Group aims to revive life along River Avon
What does the River Avon mean to you? For many of us it might be the setting for the odd pint in a riverside beer garden in the summer or even a pleasure cruise on a day out to Bath.
Group aims to revive life along River Avon
What does the River Avon mean to you? For many of us it might be the setting for the odd pint in a riverside beer garden in the summer or even a pleasure cruise on a day out to Bath. For others it might be the backdrop for regular sailing, rowing or fishing activities with local clubs.
For some unlucky residents in Saltford and Keynsham it was the source of the water that invaded homes and businesses and made roads impassable during the floods earlier this year.
Although it has certainly made its presence felt this winter, the Avon winds its way through our communities every day relatively unnoticed, even neglected.
Replaced by roads and rail as the primary means of transporting goods, and ourselves, the river has fallen into disuse in everyday life – riverbanks are overgrown and poorly maintained and graffiti abounds. Decades of development have seen faceless buildings and car parks spring up along its banks, gradually separating people from what was once a focal point of the community – out of sight and out of mind.
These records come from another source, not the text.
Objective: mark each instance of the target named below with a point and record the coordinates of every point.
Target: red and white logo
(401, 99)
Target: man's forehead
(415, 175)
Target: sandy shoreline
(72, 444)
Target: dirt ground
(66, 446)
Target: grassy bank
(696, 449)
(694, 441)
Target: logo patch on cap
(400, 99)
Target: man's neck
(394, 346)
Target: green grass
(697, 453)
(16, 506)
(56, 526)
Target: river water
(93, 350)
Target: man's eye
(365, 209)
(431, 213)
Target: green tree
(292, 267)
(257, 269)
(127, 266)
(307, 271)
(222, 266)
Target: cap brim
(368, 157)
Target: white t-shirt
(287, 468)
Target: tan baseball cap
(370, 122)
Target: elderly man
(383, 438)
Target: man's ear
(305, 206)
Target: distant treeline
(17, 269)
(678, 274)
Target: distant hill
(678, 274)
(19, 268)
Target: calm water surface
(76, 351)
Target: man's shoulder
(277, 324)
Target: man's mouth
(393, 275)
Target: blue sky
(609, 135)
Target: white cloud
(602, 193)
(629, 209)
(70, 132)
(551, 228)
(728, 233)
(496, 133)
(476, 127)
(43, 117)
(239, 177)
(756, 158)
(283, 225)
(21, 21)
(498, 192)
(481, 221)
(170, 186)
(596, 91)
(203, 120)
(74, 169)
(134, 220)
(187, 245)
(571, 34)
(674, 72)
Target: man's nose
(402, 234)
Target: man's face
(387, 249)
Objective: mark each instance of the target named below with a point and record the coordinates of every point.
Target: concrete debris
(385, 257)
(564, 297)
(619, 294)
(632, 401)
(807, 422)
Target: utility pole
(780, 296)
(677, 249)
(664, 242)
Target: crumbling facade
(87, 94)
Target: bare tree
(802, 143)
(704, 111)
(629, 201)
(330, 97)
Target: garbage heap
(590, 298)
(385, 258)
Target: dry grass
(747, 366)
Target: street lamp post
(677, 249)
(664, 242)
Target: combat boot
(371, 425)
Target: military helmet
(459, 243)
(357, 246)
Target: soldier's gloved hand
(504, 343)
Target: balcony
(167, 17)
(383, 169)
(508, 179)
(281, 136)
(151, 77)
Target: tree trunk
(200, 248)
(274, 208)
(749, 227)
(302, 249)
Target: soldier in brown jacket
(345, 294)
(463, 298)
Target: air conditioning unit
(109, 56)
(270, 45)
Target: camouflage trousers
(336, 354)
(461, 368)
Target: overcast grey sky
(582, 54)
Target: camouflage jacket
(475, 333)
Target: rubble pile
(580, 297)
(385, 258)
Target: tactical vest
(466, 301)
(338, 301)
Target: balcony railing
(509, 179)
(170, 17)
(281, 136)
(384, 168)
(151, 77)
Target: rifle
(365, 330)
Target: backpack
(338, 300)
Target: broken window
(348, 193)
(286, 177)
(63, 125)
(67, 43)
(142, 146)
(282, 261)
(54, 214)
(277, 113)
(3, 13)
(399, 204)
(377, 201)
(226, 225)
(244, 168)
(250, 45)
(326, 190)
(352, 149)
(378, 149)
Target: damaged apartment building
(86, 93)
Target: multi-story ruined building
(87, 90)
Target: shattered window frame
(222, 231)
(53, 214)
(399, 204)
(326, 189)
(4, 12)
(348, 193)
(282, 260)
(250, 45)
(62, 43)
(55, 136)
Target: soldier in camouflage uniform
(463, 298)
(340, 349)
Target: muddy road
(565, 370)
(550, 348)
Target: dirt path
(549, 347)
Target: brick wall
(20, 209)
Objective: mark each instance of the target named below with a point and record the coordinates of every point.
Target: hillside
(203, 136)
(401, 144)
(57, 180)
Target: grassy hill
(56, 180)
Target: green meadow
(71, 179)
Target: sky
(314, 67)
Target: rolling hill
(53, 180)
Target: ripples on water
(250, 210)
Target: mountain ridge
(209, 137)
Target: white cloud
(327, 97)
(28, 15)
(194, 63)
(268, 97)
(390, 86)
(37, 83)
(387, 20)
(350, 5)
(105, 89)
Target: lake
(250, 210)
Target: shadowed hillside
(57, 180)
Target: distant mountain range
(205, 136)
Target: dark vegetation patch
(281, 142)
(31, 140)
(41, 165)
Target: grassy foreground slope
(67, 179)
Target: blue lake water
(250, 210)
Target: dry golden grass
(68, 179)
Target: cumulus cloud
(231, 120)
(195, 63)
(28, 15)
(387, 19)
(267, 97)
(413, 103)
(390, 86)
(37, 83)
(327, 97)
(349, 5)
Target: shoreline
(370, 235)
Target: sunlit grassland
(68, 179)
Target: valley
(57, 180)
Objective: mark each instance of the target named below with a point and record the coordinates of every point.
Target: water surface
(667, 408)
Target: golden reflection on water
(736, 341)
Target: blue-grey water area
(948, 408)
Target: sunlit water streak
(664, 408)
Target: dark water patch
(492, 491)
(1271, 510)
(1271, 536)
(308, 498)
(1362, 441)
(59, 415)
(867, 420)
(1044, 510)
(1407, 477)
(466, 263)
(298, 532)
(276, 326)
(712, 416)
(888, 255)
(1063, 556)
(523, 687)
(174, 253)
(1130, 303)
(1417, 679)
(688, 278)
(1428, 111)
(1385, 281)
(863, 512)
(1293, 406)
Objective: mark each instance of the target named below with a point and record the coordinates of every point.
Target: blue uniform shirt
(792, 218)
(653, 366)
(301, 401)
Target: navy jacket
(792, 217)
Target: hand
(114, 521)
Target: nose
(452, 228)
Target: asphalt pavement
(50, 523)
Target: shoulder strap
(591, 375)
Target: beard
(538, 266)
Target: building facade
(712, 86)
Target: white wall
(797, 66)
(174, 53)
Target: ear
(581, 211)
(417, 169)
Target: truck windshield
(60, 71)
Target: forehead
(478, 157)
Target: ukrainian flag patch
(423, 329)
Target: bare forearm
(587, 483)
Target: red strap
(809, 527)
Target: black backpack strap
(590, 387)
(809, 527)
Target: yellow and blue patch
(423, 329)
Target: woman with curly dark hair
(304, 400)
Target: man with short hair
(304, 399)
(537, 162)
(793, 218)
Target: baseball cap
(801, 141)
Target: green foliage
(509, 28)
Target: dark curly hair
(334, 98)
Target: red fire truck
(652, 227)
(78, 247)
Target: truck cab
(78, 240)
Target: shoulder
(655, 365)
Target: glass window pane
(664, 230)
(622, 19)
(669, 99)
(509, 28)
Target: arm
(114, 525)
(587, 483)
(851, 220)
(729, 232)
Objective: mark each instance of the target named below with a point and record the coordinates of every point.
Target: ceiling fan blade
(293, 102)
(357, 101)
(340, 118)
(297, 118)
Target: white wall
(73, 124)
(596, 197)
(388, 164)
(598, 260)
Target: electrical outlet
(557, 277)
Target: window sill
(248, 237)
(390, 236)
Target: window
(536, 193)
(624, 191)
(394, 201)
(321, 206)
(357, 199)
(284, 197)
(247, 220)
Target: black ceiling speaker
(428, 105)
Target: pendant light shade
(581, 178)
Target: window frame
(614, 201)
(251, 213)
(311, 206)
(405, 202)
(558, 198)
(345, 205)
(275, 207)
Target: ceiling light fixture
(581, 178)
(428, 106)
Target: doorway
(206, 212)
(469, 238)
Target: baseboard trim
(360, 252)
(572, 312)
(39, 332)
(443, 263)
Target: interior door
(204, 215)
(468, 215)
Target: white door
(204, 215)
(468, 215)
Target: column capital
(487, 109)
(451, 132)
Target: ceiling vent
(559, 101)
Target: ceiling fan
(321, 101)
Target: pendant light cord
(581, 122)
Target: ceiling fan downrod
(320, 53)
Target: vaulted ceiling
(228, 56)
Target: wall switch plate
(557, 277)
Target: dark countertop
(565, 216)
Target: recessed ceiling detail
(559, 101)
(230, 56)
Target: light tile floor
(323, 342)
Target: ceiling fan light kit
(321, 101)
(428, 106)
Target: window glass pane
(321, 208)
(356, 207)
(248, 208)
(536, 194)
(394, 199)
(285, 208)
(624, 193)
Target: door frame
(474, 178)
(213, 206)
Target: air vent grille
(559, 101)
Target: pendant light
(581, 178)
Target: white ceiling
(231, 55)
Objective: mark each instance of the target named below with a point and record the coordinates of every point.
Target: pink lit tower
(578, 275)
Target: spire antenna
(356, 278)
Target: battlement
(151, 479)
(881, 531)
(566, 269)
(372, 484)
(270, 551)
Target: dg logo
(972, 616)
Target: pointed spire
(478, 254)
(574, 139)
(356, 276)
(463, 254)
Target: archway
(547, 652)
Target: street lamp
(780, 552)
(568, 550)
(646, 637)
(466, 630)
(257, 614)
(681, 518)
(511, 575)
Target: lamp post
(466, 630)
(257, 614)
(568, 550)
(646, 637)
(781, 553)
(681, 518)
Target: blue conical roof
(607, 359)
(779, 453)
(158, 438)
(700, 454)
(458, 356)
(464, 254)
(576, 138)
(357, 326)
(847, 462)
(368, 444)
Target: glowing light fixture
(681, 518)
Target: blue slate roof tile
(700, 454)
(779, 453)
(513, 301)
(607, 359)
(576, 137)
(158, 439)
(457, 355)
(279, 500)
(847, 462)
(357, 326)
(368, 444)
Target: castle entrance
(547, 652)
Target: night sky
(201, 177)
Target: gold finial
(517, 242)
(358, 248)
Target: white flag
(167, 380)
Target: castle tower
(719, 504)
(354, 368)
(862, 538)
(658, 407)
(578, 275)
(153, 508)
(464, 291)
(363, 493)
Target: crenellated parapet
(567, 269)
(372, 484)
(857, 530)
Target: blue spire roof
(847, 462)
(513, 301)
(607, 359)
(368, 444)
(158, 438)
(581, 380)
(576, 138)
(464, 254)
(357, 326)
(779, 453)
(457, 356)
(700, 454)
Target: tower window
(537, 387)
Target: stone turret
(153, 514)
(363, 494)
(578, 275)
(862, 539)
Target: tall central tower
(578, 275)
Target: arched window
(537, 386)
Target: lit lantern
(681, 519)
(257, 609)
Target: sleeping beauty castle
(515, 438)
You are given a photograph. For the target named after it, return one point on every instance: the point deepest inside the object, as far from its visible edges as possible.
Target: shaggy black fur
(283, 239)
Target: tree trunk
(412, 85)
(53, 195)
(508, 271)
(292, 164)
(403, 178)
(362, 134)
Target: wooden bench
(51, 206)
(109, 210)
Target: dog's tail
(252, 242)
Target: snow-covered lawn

Now a new group, made up of councillors, architects, experts and people who like to generally get things done, is hoping to turn the tide of neglect and abandonment, working with B&NES Council, landowners and other stakeholders to change the attitude to the River Avon.
The River Regeneration Trust has its eye on revitalising the 30km stretch that runs from Dundas Viaduct to the south-east of Bath, through the city, Saltford and Keynsham, ending at Hanham Lock. In the group’s view, bringing life back to the riverbanks would be achieved by improving access, creating riverside homes, leisure activities and – perhaps most importantly – jobs based on and around the river.
Spearheading the trust is chairman Geoff Dunford, a Bristol Rovers director, chairman of training and recruitment firm N-Gaged, and a Keynsham resident.
He said: “We are looking at the regeneration of the river from Dundas Viaduct to Hanham Lock by clearing the river, removing graffiti, opening up the river to the public. Our river tends to be hidden by industrial buildings and car parks – we are about looking after its welfare, wealth and health.
“We are looking for opportunities where we can reconnect the people of B&NES to the river. In Keynsham in particular, if you are a visitor you would find it very difficult to see its connection with the River Avon - there is a lot of work we can do in Keynsham to reconnect people to the river.”
Mr Dunford recently travelled through France where he said he saw the way towns, cities and villages made use of the river as it flowed through, an entirely different concept to the approach taken in Britain.
He said: “In the centre of Bath, buildings have been erected to hide the river – travel along the river in Bath and you see backs of buildings and car parks. It’s a shame that this area is not designed for people to live, to look over the river, the views and vistas they could have.
“It’s not lost forever and hopefully it’s possible turn them (the buildings) into accommodation, redevelop sites and create affordable homes.”
In Keynsham, Mr Dunford said the redevelopment of the Somerdale site by Taylor Wimpey has created a great opportunity for the town.
He said: “The Somerdale development is an opportunity to open up the river frontage so people can walk along there, to open up new homes with views along the river, and to achieve flood prevention. With any new development there are so many aspects we can look at – such as developing opportunities for new jobs along the river corridor and enhancing lifestyle.”
While some residents in Keynsham and Saltford may have formed something of a love-hate relationship with the Avon thanks to flooding, Mr Dunford said positives could be drawn from the negatives. He said: ‘This year has been a good indicator for us – flooding has been at its highest for 20 or 30 years. This sends a clear message that measures need to be taken to reduce the flood risk, which needs to be assessed and monitored by councils working together.”
He concluded: “Bath needs to learn from projects on Bristol’s waterfront. The River Regeneration Trust is about bringing life back to the river corridor and making it important in our lives again.”